- Born: 13 May 1880 Dunedin, New Zealand
- Died: 5 March 1959 (aged 78) Hataitai, Wellington, New Zealand
- Education: University of Otago

= John Henderson (geologist) =

New Zealand geologist and science administrator

John Henderson (13 May 1880 – 5 March 1959) was a New Zealand geologist and science administrator.

==Biography==
Born in Dunedin in 1880, Henderson was educated at Otago Boys' High School. He then studied at the University of Otago, where he completed his BSc and Diploma in Mining and Certificate of Metallurgical Chemist and Assayer in 1902. He graduated MA from Victoria University College in 1906, and DSc from Otago and Victoria in 1908.
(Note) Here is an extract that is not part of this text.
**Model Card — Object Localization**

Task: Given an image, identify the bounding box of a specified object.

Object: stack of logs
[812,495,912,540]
He served as director of the Reefton School of Mines from 1903 to 1911, when he joined the New Zealand Geological Survey as a mining geologist. He succeeded Percy Morgan as director of the Geological Survey in 1928. Henderson retired in 1945 and was himself succeeded by Montague Ongley.

He was elected a Fellow of the Royal Society of New Zealand in 1929, and was award the society's Hector Medal in 1945. In the 1948 New Year Honours he was appointed a Commander of the Order of the British Empire, in recognition of his service as director of the New Zealand Geological Survey.

Henderson died at his home in the Wellington suburb of Hataitai in 1959, and his ashes were buried in Karori Cemetery.